The learning of strength or assertive tactics from a mother or woman was an interesting concept, except that pretending or acting like that is a "male" trait seems dubious to me.

"Who are our Integral role models?" is a good question. Perhaps the issue is more about "How can we find the Integral-ness in ourselves?" If we evolve an ability to "dialogue" with each other, as opposed to argue or play with aggressive dramatization, then it is my opinion that this simple dialogic process will lead us to Integration.

William, thank you for giving us a view into the Integral Theory Conference.

- pi -

PiALOGUE (Pi Dialogue) said...
This comment has been removed by the author.
PiALOGUE (Pi Dialogue) said...
This comment has been removed by the author.
william harryman said...


I didn't have zero recall, just limited - in my head it's all a blur. I'm sure it got recorded in memory, but in the period during and after the event, it was pretty foggy. Still is.

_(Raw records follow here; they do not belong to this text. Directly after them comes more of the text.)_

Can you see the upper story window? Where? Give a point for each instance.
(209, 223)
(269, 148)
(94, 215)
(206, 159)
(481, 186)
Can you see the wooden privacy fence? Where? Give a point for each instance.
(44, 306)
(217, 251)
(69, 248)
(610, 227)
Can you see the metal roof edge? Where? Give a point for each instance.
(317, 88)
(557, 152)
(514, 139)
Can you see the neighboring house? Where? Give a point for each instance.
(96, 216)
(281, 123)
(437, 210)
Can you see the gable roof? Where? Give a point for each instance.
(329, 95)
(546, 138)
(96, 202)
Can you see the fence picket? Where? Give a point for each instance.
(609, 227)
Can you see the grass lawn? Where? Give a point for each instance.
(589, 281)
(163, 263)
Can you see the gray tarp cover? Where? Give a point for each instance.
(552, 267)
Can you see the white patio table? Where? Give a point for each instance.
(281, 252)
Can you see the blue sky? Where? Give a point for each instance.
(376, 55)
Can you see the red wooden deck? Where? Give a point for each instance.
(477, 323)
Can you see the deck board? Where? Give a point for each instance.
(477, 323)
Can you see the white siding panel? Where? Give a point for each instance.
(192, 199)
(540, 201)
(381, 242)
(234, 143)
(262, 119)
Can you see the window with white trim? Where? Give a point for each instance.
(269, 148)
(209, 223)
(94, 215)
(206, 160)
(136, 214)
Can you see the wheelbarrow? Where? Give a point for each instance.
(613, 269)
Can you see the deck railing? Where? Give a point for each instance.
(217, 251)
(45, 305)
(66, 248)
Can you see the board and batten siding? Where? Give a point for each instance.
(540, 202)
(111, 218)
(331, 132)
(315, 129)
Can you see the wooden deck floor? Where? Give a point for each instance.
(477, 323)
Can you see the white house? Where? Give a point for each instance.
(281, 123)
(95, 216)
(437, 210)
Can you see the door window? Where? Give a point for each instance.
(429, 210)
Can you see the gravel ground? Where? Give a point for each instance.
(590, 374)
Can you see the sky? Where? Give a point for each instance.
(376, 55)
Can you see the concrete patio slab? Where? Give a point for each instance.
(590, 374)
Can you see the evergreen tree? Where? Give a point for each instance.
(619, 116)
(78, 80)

I was on the panel because Mark Forman, one of the conference organizers and the moderator of the panel, invited me. I have no idea about being macho, and I certainly was not presented in that way.

I wonder about your comments regarding "the masculine or "male" dynamic of sex which, for me personally, is the only real definition of masculinity, i.e. the erection of the male penis" - I would disagree. There is now a HUGE amount of research showing that the (1) the differences in brain structure and chemistry (while greater within sex than between the sexes, but still significant in general) has a serious impact on how men express themselves; (2) the mere fact of our embodiment as male shapes in very large ways how we relate to the world, (3) the presence of testosterone, while not the evil the feminists have made it out to be, does shape our experience.

My sense is that as long as we are embodied, being male shapes our experience at every stage of development.

PiALOGUE (Pi Dialogue) said...

First, it appears that the longer message that I submitted, which I had received an error on, made it so I deleted the two smaller versions of that message.

It appears to me that the idea of what is masculine is contrived or artificial even though it can obviously be noticed by a LOT of people. It appears to me that a group of superior psychological adepts are "creating" what it means to be human rather than "observing" the "natural" result of a particular person's response to their specific environmental and social conditions.

1st Tier people tend to "replicate" or mimic the actions of their admired authority figures. If such people are not 2nd Tier then you end up with an exponential progression of dysfunctional behavior (i.e. 1st Tier memes). I say dysfunctional rather than "characteristic" because if we do not start identifying the behaviors that we would rather NOT see in society as a whole then we will go the way of the alleged neanderthal.